さらに、低位相雑音でオンチップのVCO(電圧制御型発信器)や様々なクロックレートに対応する、プログラム可能なループフィルタが集積されており、これによりDPLL(デジタルPLL)分周器の分周比を、DPLLがロックされた状態で変更することが可能となるため、出力の周波数値を、周波数分解能0.1ppb未満のステップで、公称出力周波数から±100ppmの範囲に調節することが可能となる。この機能により、SDHからOTN(オプティカル・トランスポート・ネットワーク)へのマッピング/デマッピングや非同期マッピング/デマッピングなどにも用いることが可能となる。
プログラマブルDPLLは0.1Hzから5kHzのループ帯域幅をサポートするほか、3つの別々のプログラミング・モードを有しており、すでにSONET/SDH、イーサネット、同期イーサネット、およびファイバ・チャンネルの周波数に対応した、決められた周波数設定がピンまたはピン-ソフト・コンフィギュレーションされているほか、さまざまな周波数へのプログラミング用に、SPIやI2Cポートが提供されている。

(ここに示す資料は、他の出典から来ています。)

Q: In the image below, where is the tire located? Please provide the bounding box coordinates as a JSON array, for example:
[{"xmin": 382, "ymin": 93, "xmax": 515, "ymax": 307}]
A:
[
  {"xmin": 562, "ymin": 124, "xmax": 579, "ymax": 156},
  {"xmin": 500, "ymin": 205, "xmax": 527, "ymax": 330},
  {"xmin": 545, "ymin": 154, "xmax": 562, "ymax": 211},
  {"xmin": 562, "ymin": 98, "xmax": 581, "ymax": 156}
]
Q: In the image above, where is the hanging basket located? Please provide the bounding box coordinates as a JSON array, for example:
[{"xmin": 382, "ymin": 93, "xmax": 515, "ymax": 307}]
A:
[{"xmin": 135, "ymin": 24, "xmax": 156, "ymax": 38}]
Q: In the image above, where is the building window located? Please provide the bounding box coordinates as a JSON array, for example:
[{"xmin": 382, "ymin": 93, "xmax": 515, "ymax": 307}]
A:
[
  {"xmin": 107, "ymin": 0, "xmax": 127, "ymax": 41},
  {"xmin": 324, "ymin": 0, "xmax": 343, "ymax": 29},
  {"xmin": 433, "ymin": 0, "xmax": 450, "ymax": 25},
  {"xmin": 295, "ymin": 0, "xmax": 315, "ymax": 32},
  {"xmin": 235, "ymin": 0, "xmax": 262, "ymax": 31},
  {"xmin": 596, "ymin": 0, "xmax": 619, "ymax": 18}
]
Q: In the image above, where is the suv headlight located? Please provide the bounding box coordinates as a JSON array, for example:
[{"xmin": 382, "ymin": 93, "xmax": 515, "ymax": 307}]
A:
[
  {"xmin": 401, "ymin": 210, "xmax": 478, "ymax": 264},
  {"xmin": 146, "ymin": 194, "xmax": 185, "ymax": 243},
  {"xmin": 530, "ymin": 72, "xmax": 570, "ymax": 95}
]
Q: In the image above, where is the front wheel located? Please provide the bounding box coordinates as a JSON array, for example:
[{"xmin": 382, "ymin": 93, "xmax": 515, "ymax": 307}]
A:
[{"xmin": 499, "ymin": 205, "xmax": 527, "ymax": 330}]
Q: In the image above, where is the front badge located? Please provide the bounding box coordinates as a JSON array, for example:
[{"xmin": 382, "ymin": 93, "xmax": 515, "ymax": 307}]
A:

なお、AD9557は、2つのリファレンス入力(シングルエンドまたは差動)と2対のクロック出力を有しており、各出力ペアは、1個の差動LVDS(低電圧差動シグナリング)/HSTL(高速トランシーバ・ロジック)出力、または2個のシングルエンドCMOS出力にコンフィギュレーションすることが可能だ。一方のAD9558も、同じ機能を提供し、4つのリファレンス入力と6対のクロック出力を組み込んでおり、いずれもすでに量産出荷を開始しており、1000個受注時の単価はAD9557で15ドル、AD9558で16.25ドル(米国における販売価格)となっている。